As Israel's ruling faction prepared to launch its official campaign for the 2015 elections on Monday, the storm surrounding irregularities in last week's Likud primary voting – revealed by Ynet – continued to surge.
A recount conducted on Sunday led to a change in the final list and to narrowing the gap between the candidates for the 20th spot. In the latest development, Deputy Minister Tzipi Hotovely, who trailed Avi Dichter by 55 votes in the recount, asked for proof of the protocol signatories for the ballot boxes.
"Many discrepancies and massive gaps were discovered in the results," said Hotovely to Ynet on Monday morning, in her first public response to the affair. "We are checking everything, ballot by ballot. We will not concede, we will follow this through. Yesterday we were asking for more information from activists, today we checking the protocols."
Hotovely's chief of staff described the mistakes as "enormous failures" and took to Facebook to ask for assistance from her friends.
"Dear friends, given the enormous failures in counting the ballots, and after correcting 30 boxes, we have narrowed the gap by almost 800 votes; we are not giving up," she wrote on Facebook. "We still have 55 votes to go and I am confident there are other ballots which had been miscounted. I would like to receive each protocol, and with your help we will win. You can send pictures through Whatsapp, Facebook, or any other mode."
Hotovely was ahead throughout much of the recount, until the ballot from Rameh – who were oddly not considered in the original count – gave the victory to Dichter, leaving him in 20th place and keeping Hotovely in an unrealistic 26th spot.
The latest numbers gave Hotovely 20,837 votes compared to Dichter's 20,892 – a mere 55 votes.
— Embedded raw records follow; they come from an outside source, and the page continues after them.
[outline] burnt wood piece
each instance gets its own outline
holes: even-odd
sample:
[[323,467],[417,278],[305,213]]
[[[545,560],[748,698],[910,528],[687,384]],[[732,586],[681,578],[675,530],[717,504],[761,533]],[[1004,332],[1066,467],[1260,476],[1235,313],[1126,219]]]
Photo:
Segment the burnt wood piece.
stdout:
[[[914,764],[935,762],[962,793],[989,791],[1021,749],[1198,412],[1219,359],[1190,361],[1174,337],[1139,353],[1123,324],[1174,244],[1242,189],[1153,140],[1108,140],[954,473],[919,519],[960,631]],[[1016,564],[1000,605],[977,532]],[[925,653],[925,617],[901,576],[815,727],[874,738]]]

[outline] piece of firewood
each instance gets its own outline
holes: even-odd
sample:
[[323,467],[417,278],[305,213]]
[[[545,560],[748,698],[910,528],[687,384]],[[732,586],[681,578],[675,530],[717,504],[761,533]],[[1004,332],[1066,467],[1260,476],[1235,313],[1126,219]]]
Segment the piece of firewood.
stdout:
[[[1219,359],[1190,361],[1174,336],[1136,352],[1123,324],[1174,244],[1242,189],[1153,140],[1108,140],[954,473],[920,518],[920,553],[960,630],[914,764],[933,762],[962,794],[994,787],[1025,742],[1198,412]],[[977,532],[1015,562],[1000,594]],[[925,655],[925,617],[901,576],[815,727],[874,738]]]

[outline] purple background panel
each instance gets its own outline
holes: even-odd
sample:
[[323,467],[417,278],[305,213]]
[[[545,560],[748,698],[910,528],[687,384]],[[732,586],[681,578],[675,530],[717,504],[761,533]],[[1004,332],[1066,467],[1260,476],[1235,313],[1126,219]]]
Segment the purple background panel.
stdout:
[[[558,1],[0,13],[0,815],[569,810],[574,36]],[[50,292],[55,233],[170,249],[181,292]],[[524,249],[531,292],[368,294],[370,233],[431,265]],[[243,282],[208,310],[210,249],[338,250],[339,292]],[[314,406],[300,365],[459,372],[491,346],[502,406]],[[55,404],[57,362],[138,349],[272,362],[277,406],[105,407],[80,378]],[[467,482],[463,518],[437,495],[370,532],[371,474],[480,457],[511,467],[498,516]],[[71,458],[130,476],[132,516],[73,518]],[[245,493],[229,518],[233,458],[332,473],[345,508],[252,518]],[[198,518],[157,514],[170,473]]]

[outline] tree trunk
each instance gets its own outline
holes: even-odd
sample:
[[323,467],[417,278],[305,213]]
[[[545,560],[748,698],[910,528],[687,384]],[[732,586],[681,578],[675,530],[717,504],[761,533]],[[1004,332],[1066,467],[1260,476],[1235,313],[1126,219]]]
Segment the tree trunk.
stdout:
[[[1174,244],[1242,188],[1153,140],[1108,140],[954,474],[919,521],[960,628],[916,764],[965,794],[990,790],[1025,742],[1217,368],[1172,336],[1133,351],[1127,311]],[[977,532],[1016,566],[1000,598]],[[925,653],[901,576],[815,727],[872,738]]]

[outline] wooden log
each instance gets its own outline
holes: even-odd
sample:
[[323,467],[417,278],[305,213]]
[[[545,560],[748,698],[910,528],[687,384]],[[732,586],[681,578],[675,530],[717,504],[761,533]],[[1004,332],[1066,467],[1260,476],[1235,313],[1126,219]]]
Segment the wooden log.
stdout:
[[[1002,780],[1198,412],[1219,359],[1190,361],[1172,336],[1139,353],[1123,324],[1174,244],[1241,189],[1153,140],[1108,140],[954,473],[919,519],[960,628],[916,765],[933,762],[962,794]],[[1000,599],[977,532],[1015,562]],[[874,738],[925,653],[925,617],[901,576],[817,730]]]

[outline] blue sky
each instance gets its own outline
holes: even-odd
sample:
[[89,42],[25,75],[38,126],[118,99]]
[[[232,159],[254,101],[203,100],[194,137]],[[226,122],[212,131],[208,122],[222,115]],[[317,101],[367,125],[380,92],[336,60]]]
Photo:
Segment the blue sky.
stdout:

The original count had the two rivals 745 votes apart. The deciding ballot box, from Rameh, disappeared after the primaries and was first counted on Sunday.
The head of the Likud party branch in Rameh, an Arab village, told Ynet "something here stinks."
"This has never happened before – we have to hold a revote. I have yet to see the final results and no one has any answers. Where are the voting tickets? Where are the election results from Rameh?" asked the local Likud chief, Sahar Ismail.
"No one is talking to us. This seems like a direct attempt to damage the democratic process. It seems someone is afraid of the real results," Ismail said.
Among the other irregularities Ynet found, for example, was a ballot in the Druze village of Beit Jann. Less than 200 votes were cast, but in the final tally, MK Tzahi Hanegbi received over 250 votes from the local constituency; human error has been raised as one possible explanation for the discrepancy.